The bank places a hold on the CD, meaning it can’t be withdrawn or closed while the loan is outstanding, and lends against a portion (often close to the full value) of the CD’s balance. The saver makes regular payments on the loan just like any other installment loan. If the loan isn’t repaid, the bank has the right to use the CD’s funds to satisfy the remaining balance, which is what makes this a secured loan rather than an unsecured one.

Why the rate is often close to the CD’s own rate

Since the bank’s risk is minimal — the loan is backed dollar-for-dollar (or close to it) by money already sitting on deposit — the interest rate charged tends to sit just above what the CD itself pays. The bank isn’t taking on much default risk, because if payments stop, it can typically apply the CD balance to the loan and close out any difference.

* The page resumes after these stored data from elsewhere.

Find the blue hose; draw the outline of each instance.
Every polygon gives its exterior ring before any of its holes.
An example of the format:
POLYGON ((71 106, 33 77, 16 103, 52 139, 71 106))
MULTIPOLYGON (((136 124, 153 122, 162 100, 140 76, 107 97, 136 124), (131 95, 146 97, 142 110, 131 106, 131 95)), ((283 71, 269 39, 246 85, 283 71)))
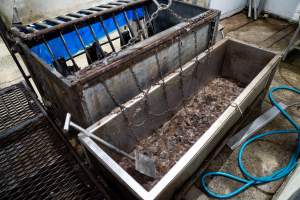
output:
POLYGON ((213 198, 217 198, 217 199, 231 198, 235 195, 238 195, 239 193, 243 192, 244 190, 246 190, 247 188, 249 188, 251 186, 260 185, 260 184, 279 180, 279 179, 285 177, 286 175, 288 175, 296 167, 297 160, 298 160, 298 157, 300 154, 300 125, 273 98, 273 92, 276 92, 279 90, 288 90, 288 91, 291 91, 291 92, 294 92, 297 94, 300 94, 300 90, 297 90, 297 89, 289 87, 289 86, 279 86, 279 87, 271 88, 269 91, 269 99, 270 99, 271 103, 280 111, 280 114, 283 115, 283 117, 285 119, 287 119, 295 129, 268 131, 268 132, 265 132, 262 134, 255 135, 252 138, 250 138, 249 140, 247 140, 245 143, 243 143, 243 145, 241 146, 241 149, 239 151, 237 161, 238 161, 239 168, 245 178, 240 178, 240 177, 237 177, 232 174, 225 173, 225 172, 206 172, 206 173, 202 174, 200 177, 200 183, 201 183, 204 191, 209 196, 211 196, 213 198), (292 154, 289 163, 285 167, 273 172, 272 175, 262 176, 262 177, 255 177, 246 170, 244 163, 243 163, 243 154, 245 152, 247 145, 251 144, 252 142, 254 142, 257 139, 261 139, 261 138, 269 136, 269 135, 290 134, 290 133, 298 134, 297 147, 296 147, 296 150, 294 151, 294 153, 292 154), (206 177, 208 177, 208 176, 209 177, 223 176, 223 177, 226 177, 233 181, 243 183, 244 185, 242 185, 241 187, 237 188, 236 190, 234 190, 228 194, 218 194, 218 193, 211 191, 209 186, 207 185, 206 177))

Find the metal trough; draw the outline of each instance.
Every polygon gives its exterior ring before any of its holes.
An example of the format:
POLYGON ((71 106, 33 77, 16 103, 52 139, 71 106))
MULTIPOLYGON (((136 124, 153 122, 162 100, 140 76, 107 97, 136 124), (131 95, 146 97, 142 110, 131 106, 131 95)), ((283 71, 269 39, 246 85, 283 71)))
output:
POLYGON ((174 1, 145 27, 155 10, 150 0, 112 1, 15 25, 7 40, 49 112, 88 126, 214 44, 219 11, 174 1))
POLYGON ((273 52, 224 39, 127 101, 122 109, 114 109, 90 126, 88 130, 95 135, 131 152, 137 141, 152 135, 174 116, 181 108, 175 105, 182 105, 184 99, 192 97, 214 78, 230 78, 245 85, 240 95, 149 191, 113 159, 114 155, 109 150, 83 134, 79 134, 79 140, 90 153, 90 160, 108 171, 115 182, 125 186, 133 196, 139 199, 169 199, 255 99, 268 89, 279 61, 280 56, 273 52), (165 103, 166 96, 168 104, 165 103), (170 108, 167 105, 174 108, 172 112, 167 112, 170 108))

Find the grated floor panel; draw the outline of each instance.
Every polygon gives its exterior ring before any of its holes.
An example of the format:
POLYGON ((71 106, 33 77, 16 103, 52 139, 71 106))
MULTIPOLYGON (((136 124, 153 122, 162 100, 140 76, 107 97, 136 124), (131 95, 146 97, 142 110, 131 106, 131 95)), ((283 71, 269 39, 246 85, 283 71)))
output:
MULTIPOLYGON (((22 84, 1 90, 0 96, 0 130, 42 113, 22 84)), ((38 121, 0 138, 0 199, 107 199, 107 196, 88 178, 43 115, 38 121)))
POLYGON ((38 114, 41 111, 22 83, 0 91, 0 133, 38 114))

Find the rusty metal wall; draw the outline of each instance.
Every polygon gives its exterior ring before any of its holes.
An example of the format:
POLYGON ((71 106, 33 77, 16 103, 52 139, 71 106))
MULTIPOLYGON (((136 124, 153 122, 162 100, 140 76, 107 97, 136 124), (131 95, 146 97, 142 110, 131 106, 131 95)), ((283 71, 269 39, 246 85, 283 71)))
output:
MULTIPOLYGON (((208 46, 209 28, 209 25, 204 25, 199 29, 193 30, 195 33, 192 33, 192 31, 187 33, 181 38, 181 41, 174 41, 170 46, 159 50, 153 55, 149 55, 147 58, 131 65, 130 68, 107 79, 105 84, 109 88, 109 92, 120 103, 124 103, 133 96, 136 96, 140 92, 137 85, 145 89, 150 84, 154 84, 155 81, 159 80, 160 71, 158 64, 161 66, 162 71, 172 72, 180 65, 179 56, 181 56, 181 64, 184 64, 193 55, 204 51, 208 46), (198 42, 197 49, 195 49, 195 42, 198 42), (178 45, 181 45, 181 55, 179 55, 178 45)), ((157 38, 153 38, 152 41, 155 41, 155 39, 157 38)), ((105 116, 116 107, 101 82, 85 88, 83 90, 83 99, 86 102, 87 113, 91 117, 92 122, 105 116)))
POLYGON ((96 62, 72 77, 63 77, 43 63, 27 45, 20 43, 19 52, 46 107, 58 123, 63 122, 66 112, 71 112, 74 120, 81 125, 92 124, 135 96, 140 88, 158 80, 156 56, 166 74, 179 66, 179 59, 184 64, 214 43, 220 15, 218 11, 177 1, 173 6, 184 16, 191 13, 196 16, 190 22, 181 22, 122 50, 108 63, 96 62), (181 48, 180 58, 178 48, 181 48), (116 101, 112 96, 116 97, 116 101))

When this beats an early withdrawal

Breaking a CD early usually means forfeiting some interest through an early withdrawal penalty. A CD-secured loan avoids that entirely, since the CD is never actually closed. This can make the math favorable when the CD’s rate is meaningfully higher than the loan’s rate, or when the remaining term is long enough that the withdrawal penalty would be substantial. It can also matter for a CD with a specific maturity date tied to another goal, since the original CD stays untouched and on schedule.

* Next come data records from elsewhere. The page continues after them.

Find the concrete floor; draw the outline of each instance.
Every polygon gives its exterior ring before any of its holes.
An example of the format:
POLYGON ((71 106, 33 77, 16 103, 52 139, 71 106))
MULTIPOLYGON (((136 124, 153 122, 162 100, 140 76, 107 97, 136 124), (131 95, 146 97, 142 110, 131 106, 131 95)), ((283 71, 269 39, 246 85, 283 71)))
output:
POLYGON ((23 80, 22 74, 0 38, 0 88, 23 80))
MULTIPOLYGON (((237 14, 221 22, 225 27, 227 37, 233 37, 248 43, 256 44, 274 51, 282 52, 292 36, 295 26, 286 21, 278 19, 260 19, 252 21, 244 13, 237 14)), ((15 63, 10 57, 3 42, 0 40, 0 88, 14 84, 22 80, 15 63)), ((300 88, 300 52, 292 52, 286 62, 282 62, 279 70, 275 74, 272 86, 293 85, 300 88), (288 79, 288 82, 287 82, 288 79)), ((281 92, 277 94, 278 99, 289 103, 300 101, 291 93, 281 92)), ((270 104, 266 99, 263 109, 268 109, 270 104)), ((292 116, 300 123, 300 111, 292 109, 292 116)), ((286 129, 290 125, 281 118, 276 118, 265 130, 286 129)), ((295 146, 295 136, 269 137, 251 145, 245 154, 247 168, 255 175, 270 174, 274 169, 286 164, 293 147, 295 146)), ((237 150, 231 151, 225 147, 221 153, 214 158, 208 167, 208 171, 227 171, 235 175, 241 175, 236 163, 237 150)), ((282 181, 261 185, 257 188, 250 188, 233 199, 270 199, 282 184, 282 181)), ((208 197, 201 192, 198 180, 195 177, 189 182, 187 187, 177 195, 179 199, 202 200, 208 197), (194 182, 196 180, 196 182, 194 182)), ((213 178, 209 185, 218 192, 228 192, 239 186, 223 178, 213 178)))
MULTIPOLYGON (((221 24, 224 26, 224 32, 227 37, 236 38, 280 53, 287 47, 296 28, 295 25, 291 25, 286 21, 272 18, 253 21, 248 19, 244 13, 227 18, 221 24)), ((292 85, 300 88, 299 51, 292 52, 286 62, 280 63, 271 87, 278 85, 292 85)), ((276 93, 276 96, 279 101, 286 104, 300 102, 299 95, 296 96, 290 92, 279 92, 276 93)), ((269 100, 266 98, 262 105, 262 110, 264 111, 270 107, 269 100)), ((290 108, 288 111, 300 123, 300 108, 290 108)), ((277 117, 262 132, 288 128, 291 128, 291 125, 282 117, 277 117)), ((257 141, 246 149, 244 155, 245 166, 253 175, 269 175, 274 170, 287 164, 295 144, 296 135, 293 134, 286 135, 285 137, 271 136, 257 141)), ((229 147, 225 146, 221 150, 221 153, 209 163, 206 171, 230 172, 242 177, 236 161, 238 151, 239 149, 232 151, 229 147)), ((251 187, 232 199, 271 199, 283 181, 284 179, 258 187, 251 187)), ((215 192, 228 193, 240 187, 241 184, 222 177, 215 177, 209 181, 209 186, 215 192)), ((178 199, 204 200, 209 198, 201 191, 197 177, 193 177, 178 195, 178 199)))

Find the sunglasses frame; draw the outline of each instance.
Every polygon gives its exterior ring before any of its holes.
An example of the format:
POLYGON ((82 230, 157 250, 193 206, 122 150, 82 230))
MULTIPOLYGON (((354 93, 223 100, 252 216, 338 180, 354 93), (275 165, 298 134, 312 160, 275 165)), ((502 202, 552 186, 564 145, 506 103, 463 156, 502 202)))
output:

When it might not be the better choice

If the loan’s interest rate ends up notably higher than the CD’s own rate, the spread between what’s earned and what’s paid can erode much of the benefit. It’s also worth remembering that this is still debt with its own repayment obligation, distinct from simply accessing savings, so missed payments carry the same consequences as defaulting on any other personal loan.

The takeaway

A CD-secured loan offers a way to access cash tied up in a CD without disturbing the CD’s term or rate. Whether it makes more sense than an early withdrawal comes down to comparing the loan’s rate against the penalty that would otherwise apply, along with whether taking on a new repayment obligation fits comfortably alongside existing finances.